Learn TDD with Codemanship

Continuous Inspection at NorDevCon

On Friday, I spent a very enjoyable day at the Norfolk developer's conference NorDevCon (do you see what they did there?) It was my second time at the conference, having given the opening keynote last year, and it's great to see it going from strength to strength (attendance up 50% on 2014), and to see Norwich and Norfolk being recognised as an emerging tech hub that's worthy of inward investment.

I was there to run a workshop on Continuous Inspection, and it was a good lark. You can check out the slides, which probably won't make a lot of sense without me there to explain them - but come along to CraftConf in Budapest this April or SwanseaCon 2015 in September and I'll answer your questions.

You can also take a squint at (or have a play with) some code I knocked up in C# to illustrate a custom FxCop code rule (Feature Envy) to see how I implemented the example from the slides in a test-driven way.

I'm new to automating FxCop (and an infrequent visitor to .NET Land), so please forgive any naivity. Hopefully you get the idea. The key things to take away are: you need a model of the code (thanks Microsoft.Cci.dll), you need a language to express rules against that model (thanks C#), and you need a way to drive the implementation of rules by writing executable tests that fail (thanks NUnit). The fun part is turning the rule implementation on its own code - eating your own dog food, so to speak. Throws up all sorts of test cases you didn't think of. It's a work in progress!

I now plan, before CraftConf, to flesh the project out a bit with 2-3 more example custom rules.

Having enjoyed a catch-up with someone who just happens to be managing the group at Microsoft who are working on code analysis tools, I think 2015-2016 is going to see some considerable ramp-up in interest as the tools improve and integration across the dev lifecycle gets tighter. If Continuous Inspection isn't on your radar today, you may want to put it on your radar for tomorrow.
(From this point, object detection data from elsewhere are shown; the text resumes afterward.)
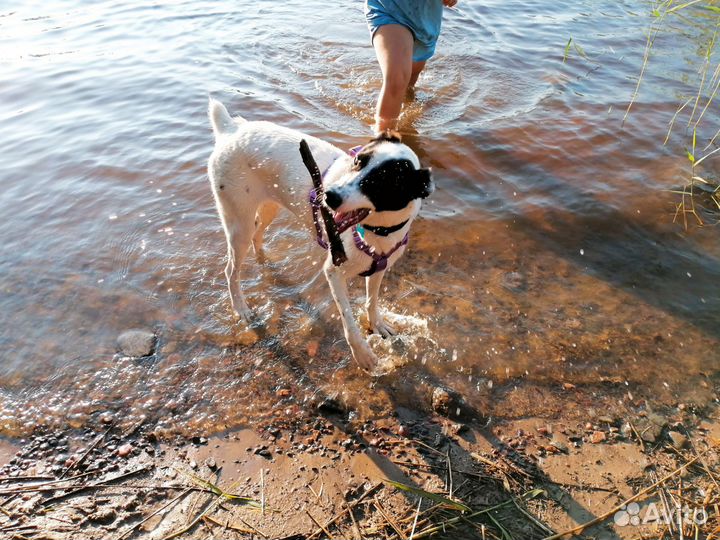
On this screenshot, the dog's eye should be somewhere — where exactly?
[353,154,370,171]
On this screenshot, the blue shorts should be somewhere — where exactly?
[365,0,443,62]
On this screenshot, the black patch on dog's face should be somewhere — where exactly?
[352,129,402,172]
[360,159,433,212]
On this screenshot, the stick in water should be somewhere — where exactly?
[300,139,347,266]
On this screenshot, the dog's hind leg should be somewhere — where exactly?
[252,201,280,257]
[223,210,254,322]
[365,271,395,338]
[323,257,378,369]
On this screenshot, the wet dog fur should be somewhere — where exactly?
[208,99,434,369]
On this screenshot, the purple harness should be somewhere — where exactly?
[308,146,409,277]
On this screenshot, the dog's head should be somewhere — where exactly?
[325,131,435,217]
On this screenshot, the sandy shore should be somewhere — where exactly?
[0,388,720,540]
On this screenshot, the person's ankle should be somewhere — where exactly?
[372,116,398,135]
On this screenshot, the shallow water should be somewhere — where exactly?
[0,0,720,435]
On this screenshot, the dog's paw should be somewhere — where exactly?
[232,301,252,324]
[370,317,397,338]
[351,341,378,371]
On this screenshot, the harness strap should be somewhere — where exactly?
[363,219,408,236]
[308,146,409,277]
[353,227,410,277]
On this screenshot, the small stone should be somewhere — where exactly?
[88,508,117,525]
[668,431,688,450]
[450,424,468,435]
[317,397,347,414]
[117,443,133,457]
[117,330,157,358]
[432,386,463,416]
[550,439,570,454]
[648,413,667,429]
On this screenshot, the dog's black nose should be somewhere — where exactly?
[325,190,342,210]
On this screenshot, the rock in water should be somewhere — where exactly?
[432,386,465,417]
[118,330,157,358]
[668,431,688,450]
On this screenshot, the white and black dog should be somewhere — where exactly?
[208,99,434,369]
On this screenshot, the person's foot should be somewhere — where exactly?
[372,117,398,135]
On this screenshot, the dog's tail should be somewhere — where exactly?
[208,98,238,139]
It's going to be a thing.

Right now, though, Continuous Inspection is very much a niche pastime. An unscientific straw poll on social media, plus a trawl of a couple of UK job sites, suggests that less than 1% of teams might even be doing automated code analysis at all.

I predicted a few years ago that, as computers get faster and code gets more complex, frequent testing of code quality using automated tools is likely to become more desirable and more do-able. I think we're just on the cusp of that new era today. Today, code quality is an ad hoc concern relying on hit-and-miss practices like pair programming, where many code quality issues often get overlooked by pair who have 101 other things to think about, and code reviews, where issues - if they get spotted at all in the to-and-fro - are flagged up long after anybody is likely to do anything about them.
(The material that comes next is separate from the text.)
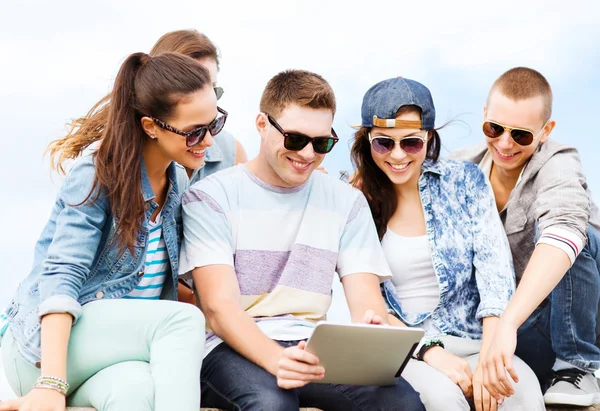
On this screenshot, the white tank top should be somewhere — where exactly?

In related news, after much discussion and braincell-wrangling, I've chosen the name for the conference that will be superceding Software Craftsmanship 20xx later this year (because craftsmanship is kind of done now as a meme). Watch this space.

November 25, 2014

Learn TDD with Codemanship

Continuous Inspection II - Planning & Executing CInsp

In this second blog post about Continuous Inspection (CInsp, for short), I want to look at how we might manage the CInsp process to get the most value from it.

While some develoment teams are now using CInsp tools to analyse their code to get early warnings about code quality problems when they're easier and cheaper to fix, it's fair to say that this area of the develoment discipline has to date evaded the principles that we apply to other kinds of requirements.

Typically, as a kind of work, CInsp is ad hoc, unplanned, untracked and most teams who do it have only a very vague idea of what kind of cost it has and what kind of benefits they're reaping from it.

CInsp is rarely prioritised, leaving the field wide open to waste a lot of time and effort on activities that add little or no value.

Non-functional requirements obey the same laws as functional ones, which is why we need to attack them using the same principles and techniques.

In this post, I want to examine how we plan and execute CInsp on projects starting from scratch. (In a future post, I'll talk about applying CInsp to existing code bases with a build-up of code quality issues.)

Continuous Inspection Requirements.

There are an infinite number of properties we could look for in our code, but some have value in finding and most don't. Rather than waste our time arbitrarily searching our code for "stuff", it's important we have a clear idea of what it is we're looking for and why.

Extreme Programming, for example, has a perfectly usable mechanism for describing the things we want to inspect for, and the benefits of catching those kinds of code quality problems early.

A Code Quality Story is a non-functional user story that briefly summarises a code quality "bug" we wish to avoid and the pay-off we might expect if we can avoid introducing it into our code.

Note first of all that I've chosen here to use a blue index card. This might be in a system where we write functional user stories on green cards, report bugs on red cards, and record other outcomes - "miscellaneous tasks", like setting up the build and implementing code quality gates - on blue cards.

Why do this? Well, I've found it very useful to know roughly how much of a team's time is split between delivering working features, fixing bugs (ideally, zero time), and "shaving yaks" when the yaks being shaved are sufficiently large and not part of the work of delivering specific features.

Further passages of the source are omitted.